Every month on the night of the full moon, a million or so people flock to Tiruvannamalai, the city that the mountain sits in the midst of, the city where we're living now. They come here to circumambulate Arunachala. Knowing that, I made sure that Katrinka and I arrived on the 16th of this month as the 18th was the full moon. On the 17th, I was warned, the busses would be packed.
Walk around that mountain? It's not that big but we just got here and that's exhausting to think about and it's tiring to even to walk up the steps to our little apartment. But circling Arunachala is the thing to do here and I tend to gather stamina when I hike on and on - even uphill. So at 5:45 on the 18th, I walked over to the Ramana Ashram, three minutes from our place, went inside and circumambulated the main altar for Ramana, retrieved my sandals from the footgear cage, and returned to the road out front. Then to a fruit stand where I bought 23 tiny bananas for 20 rupees to hand out to beggars along the way. Then I joined the throng that headed down the two lane road closed for this event - except for occasional busses, trucks, cars, auto rickshaws, and motorbikes that honked by on the side.
Onward I proceeded counterclockwise, always counterclockwise for 14 kilometers, dispensing all the bananas in the first 100 meters, past orange clad holy men, some beating drums and clanging cymbals, sitting on the side with official looking shiny containers for offerings. Others just lay beggars with coconut bowls, some lying down groaning and wagging a stump arm, bent old women. Lots of people gave to them but if it was one out of fifty that would be lots. Onward by fruit and tea stands and those selling religious trinkets and CDs, more beggars, around colorful chalk drawn mythical figures attracting rupees, maybe Shivas, this is a Shiva city, by musical offerings with drums, bells, chanting, an occasional keyboard, some seeming like Indian Zydeco, others blaring through overworked cheap speakers, a pulsating singing - into the countryside and somewhat darkening night. I kept a brisk pace, moving somewhat faster than the flow, weaving slowly into those in front of me as other weaved past me. There was a fairly wide mix of Indians and occasional Westerners. Almost everyone was barefoot but not Plantar Fasciitis me - without arch support I'm prone to be crippled. Every kilometer or so there'd be a temple or shrine with tributaries of the crowd filing through. There was a truck with men in back giving away free plates of rice and vegetables to hundreds of reaching hands. The watermelon tables were popular as were the coconut mounds where a worker would decapitate one for with a broad knife and stick a straw down into the milk. There was so much action on the ground - looking at the people and the mountain's changing profile, that I forgot about the moon, but it was there with us, assisted by the artificial light generated by the venders and structures we walked by.

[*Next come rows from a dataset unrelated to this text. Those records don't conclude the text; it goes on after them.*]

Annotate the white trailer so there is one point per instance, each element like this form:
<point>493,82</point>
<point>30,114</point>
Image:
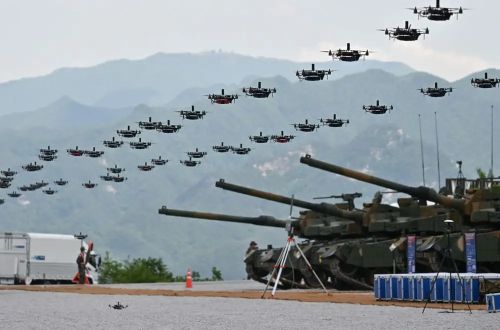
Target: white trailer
<point>42,258</point>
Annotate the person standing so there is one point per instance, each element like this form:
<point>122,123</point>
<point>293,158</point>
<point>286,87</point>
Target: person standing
<point>81,266</point>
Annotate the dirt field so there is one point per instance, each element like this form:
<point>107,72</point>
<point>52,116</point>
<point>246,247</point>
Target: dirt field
<point>362,298</point>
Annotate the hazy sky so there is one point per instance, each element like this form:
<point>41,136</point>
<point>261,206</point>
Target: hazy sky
<point>38,36</point>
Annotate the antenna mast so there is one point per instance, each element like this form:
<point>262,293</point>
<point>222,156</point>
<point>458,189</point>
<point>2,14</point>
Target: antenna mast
<point>421,149</point>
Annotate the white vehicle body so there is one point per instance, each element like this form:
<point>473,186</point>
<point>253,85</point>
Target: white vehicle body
<point>41,258</point>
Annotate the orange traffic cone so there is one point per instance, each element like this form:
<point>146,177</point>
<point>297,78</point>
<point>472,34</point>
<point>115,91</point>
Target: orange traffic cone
<point>189,279</point>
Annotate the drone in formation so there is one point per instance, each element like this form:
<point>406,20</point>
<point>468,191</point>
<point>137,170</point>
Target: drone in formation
<point>377,108</point>
<point>313,74</point>
<point>405,33</point>
<point>436,91</point>
<point>348,54</point>
<point>222,98</point>
<point>437,13</point>
<point>259,92</point>
<point>485,82</point>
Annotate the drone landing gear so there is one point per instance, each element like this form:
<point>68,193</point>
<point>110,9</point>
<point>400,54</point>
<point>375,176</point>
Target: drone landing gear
<point>281,262</point>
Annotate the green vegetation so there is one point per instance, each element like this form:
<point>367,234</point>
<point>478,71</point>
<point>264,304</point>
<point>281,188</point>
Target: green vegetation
<point>144,270</point>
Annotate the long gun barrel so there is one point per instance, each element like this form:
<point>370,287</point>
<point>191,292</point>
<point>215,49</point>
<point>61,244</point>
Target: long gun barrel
<point>423,193</point>
<point>262,220</point>
<point>324,208</point>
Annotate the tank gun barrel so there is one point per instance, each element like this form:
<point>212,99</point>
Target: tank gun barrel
<point>324,208</point>
<point>262,220</point>
<point>421,192</point>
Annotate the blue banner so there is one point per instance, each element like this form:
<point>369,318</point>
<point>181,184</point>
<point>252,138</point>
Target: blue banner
<point>410,253</point>
<point>470,252</point>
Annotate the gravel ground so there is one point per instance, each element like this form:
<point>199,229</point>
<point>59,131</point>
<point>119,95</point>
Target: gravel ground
<point>44,310</point>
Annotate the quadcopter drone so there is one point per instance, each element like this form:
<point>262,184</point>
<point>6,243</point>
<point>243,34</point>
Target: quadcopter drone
<point>61,182</point>
<point>145,167</point>
<point>159,161</point>
<point>221,148</point>
<point>259,92</point>
<point>347,55</point>
<point>377,109</point>
<point>240,150</point>
<point>305,127</point>
<point>282,138</point>
<point>89,185</point>
<point>75,152</point>
<point>192,114</point>
<point>127,133</point>
<point>168,128</point>
<point>437,13</point>
<point>190,163</point>
<point>259,138</point>
<point>149,125</point>
<point>313,74</point>
<point>93,153</point>
<point>406,33</point>
<point>139,144</point>
<point>334,122</point>
<point>436,91</point>
<point>112,143</point>
<point>222,98</point>
<point>196,153</point>
<point>485,82</point>
<point>32,167</point>
<point>115,170</point>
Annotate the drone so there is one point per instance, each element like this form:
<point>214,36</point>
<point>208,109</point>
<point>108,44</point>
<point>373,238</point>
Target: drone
<point>313,74</point>
<point>305,127</point>
<point>485,82</point>
<point>347,55</point>
<point>259,92</point>
<point>49,191</point>
<point>89,185</point>
<point>61,182</point>
<point>334,122</point>
<point>118,178</point>
<point>107,177</point>
<point>196,153</point>
<point>14,194</point>
<point>115,170</point>
<point>282,138</point>
<point>128,133</point>
<point>113,144</point>
<point>168,128</point>
<point>32,167</point>
<point>436,91</point>
<point>192,114</point>
<point>8,173</point>
<point>406,33</point>
<point>240,150</point>
<point>222,98</point>
<point>149,125</point>
<point>159,161</point>
<point>48,151</point>
<point>145,167</point>
<point>190,162</point>
<point>140,145</point>
<point>94,153</point>
<point>259,138</point>
<point>75,152</point>
<point>118,306</point>
<point>377,109</point>
<point>437,13</point>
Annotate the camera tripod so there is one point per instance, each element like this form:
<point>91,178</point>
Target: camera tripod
<point>281,263</point>
<point>447,256</point>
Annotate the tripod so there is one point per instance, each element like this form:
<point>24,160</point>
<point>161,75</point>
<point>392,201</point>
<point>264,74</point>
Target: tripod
<point>281,262</point>
<point>447,256</point>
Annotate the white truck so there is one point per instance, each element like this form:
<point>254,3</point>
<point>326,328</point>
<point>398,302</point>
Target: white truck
<point>32,258</point>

This is Ramana country so I'm doing the Ramana koan - he didn't call it that but the Zen folks did. It's the universal "Who am I?" That was my mantra as I kept going and going, stopping only once to get a rock out of my Keens.

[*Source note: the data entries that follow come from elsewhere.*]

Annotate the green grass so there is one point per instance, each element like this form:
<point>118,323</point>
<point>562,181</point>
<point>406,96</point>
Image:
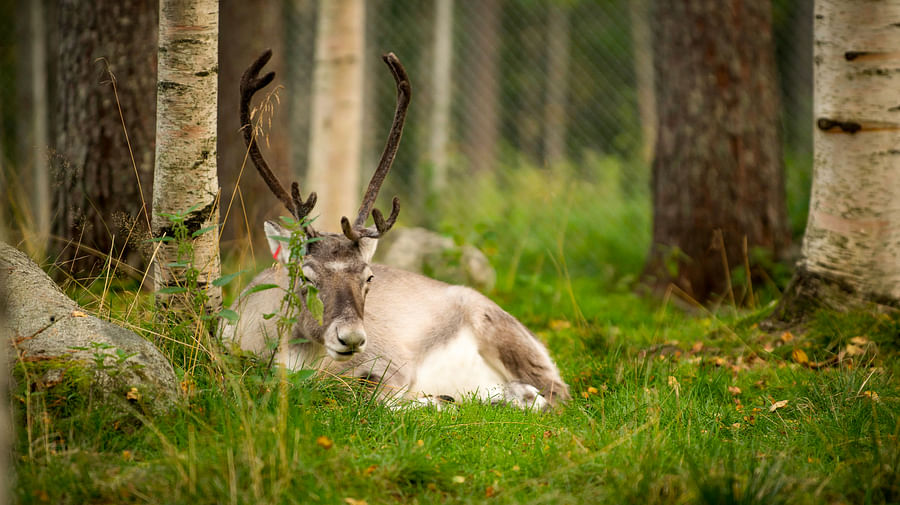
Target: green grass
<point>668,407</point>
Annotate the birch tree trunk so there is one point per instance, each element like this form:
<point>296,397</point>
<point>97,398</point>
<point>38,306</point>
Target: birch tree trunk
<point>718,180</point>
<point>851,249</point>
<point>558,62</point>
<point>335,146</point>
<point>185,179</point>
<point>482,110</point>
<point>642,39</point>
<point>442,90</point>
<point>33,152</point>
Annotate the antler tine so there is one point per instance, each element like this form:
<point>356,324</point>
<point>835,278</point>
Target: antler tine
<point>387,159</point>
<point>250,84</point>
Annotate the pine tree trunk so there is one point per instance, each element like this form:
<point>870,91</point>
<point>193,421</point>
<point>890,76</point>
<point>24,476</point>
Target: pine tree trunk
<point>97,194</point>
<point>717,173</point>
<point>336,137</point>
<point>851,249</point>
<point>185,180</point>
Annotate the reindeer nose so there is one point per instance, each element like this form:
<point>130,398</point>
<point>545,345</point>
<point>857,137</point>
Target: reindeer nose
<point>354,338</point>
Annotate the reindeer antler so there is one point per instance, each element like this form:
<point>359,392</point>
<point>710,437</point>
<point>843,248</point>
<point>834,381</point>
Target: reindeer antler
<point>250,84</point>
<point>382,225</point>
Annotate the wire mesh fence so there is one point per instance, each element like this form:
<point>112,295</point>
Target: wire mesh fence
<point>501,83</point>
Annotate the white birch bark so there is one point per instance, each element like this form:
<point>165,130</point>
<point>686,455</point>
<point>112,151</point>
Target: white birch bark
<point>442,90</point>
<point>558,62</point>
<point>644,76</point>
<point>335,144</point>
<point>39,131</point>
<point>185,172</point>
<point>852,239</point>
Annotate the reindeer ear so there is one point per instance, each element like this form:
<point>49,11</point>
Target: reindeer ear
<point>367,247</point>
<point>279,248</point>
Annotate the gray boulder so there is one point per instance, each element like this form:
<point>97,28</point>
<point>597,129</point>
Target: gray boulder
<point>50,334</point>
<point>435,255</point>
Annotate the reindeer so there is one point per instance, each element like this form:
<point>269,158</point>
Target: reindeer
<point>418,338</point>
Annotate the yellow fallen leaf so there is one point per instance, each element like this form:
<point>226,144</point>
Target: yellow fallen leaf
<point>777,405</point>
<point>133,394</point>
<point>872,395</point>
<point>860,341</point>
<point>324,442</point>
<point>557,325</point>
<point>854,350</point>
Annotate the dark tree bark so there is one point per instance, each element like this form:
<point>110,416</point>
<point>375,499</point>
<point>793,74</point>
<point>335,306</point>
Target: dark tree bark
<point>717,172</point>
<point>97,194</point>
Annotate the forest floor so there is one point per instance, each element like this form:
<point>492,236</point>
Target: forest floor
<point>669,405</point>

I never noticed the road curving so it seemed we were still on the same side, like walking up next to the Sierras, but then just about the time I thought we were going to hit Nepal, we reentered the busy city going right through the center past the massive four pyramided Shiva temple and back to our road out of town till I recognized our neighborhood and the Ramana Ashram again. That's good. I was getting tired.

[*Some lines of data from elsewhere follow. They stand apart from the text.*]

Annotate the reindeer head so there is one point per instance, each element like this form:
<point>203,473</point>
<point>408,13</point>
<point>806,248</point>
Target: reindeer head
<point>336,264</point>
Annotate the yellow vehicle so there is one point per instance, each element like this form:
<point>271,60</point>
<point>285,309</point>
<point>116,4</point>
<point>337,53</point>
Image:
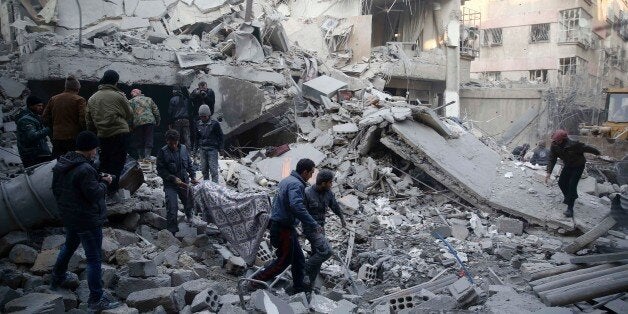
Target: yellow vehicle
<point>612,136</point>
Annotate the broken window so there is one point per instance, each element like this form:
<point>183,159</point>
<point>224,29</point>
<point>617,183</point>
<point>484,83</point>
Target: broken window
<point>492,37</point>
<point>538,76</point>
<point>571,65</point>
<point>492,76</point>
<point>575,26</point>
<point>539,33</point>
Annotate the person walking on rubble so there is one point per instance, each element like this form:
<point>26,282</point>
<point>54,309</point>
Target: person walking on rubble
<point>572,154</point>
<point>145,118</point>
<point>80,193</point>
<point>540,155</point>
<point>108,115</point>
<point>65,114</point>
<point>288,207</point>
<point>32,143</point>
<point>318,199</point>
<point>174,166</point>
<point>210,141</point>
<point>202,95</point>
<point>178,112</point>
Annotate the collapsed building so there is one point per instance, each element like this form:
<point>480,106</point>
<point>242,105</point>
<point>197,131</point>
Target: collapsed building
<point>440,218</point>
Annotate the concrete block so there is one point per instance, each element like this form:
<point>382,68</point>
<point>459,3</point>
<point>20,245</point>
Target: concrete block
<point>505,224</point>
<point>22,254</point>
<point>181,276</point>
<point>171,298</point>
<point>194,287</point>
<point>37,303</point>
<point>127,285</point>
<point>142,268</point>
<point>322,86</point>
<point>10,239</point>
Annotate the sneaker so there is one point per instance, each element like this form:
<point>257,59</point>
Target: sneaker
<point>103,304</point>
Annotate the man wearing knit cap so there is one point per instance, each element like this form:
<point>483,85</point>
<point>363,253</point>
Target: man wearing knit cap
<point>108,114</point>
<point>32,135</point>
<point>80,193</point>
<point>65,114</point>
<point>572,154</point>
<point>145,118</point>
<point>210,140</point>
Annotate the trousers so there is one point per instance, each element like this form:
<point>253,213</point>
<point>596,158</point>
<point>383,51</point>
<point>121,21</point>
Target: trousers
<point>209,163</point>
<point>568,184</point>
<point>173,194</point>
<point>113,156</point>
<point>92,244</point>
<point>288,251</point>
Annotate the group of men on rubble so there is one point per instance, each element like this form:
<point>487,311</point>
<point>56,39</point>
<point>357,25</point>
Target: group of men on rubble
<point>79,129</point>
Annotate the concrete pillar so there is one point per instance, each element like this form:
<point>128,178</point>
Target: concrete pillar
<point>450,18</point>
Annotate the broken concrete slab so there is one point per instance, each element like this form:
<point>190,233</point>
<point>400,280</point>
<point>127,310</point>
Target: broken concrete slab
<point>36,303</point>
<point>247,73</point>
<point>322,86</point>
<point>277,168</point>
<point>475,172</point>
<point>171,298</point>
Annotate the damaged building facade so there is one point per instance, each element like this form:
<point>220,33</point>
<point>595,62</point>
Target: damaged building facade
<point>439,216</point>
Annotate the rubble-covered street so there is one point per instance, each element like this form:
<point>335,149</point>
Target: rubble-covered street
<point>440,217</point>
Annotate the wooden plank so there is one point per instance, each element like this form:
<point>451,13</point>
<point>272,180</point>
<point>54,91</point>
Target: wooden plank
<point>597,231</point>
<point>600,258</point>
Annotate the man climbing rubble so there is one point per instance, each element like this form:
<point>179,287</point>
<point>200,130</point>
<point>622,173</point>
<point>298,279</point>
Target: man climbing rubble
<point>108,114</point>
<point>179,115</point>
<point>32,142</point>
<point>210,141</point>
<point>65,114</point>
<point>288,207</point>
<point>145,118</point>
<point>318,199</point>
<point>572,154</point>
<point>174,166</point>
<point>202,95</point>
<point>80,194</point>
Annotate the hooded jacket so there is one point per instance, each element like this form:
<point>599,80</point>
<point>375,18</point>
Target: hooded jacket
<point>31,136</point>
<point>108,112</point>
<point>289,203</point>
<point>571,153</point>
<point>79,192</point>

Along the way I took a few sips of water from my bottle and ate two mid sized bananas and four deep fried goodies I'd picked up at the beginning. It was warm at first but settled into the low seventies toward the end. It took four hours. I never said a word to anyone but there were some bows, hand to the heart, smiles. Good to get back to our apartment, take a shower, and fall into bed next to reading Katrinka - still not knowing who I am but tired enough not to care.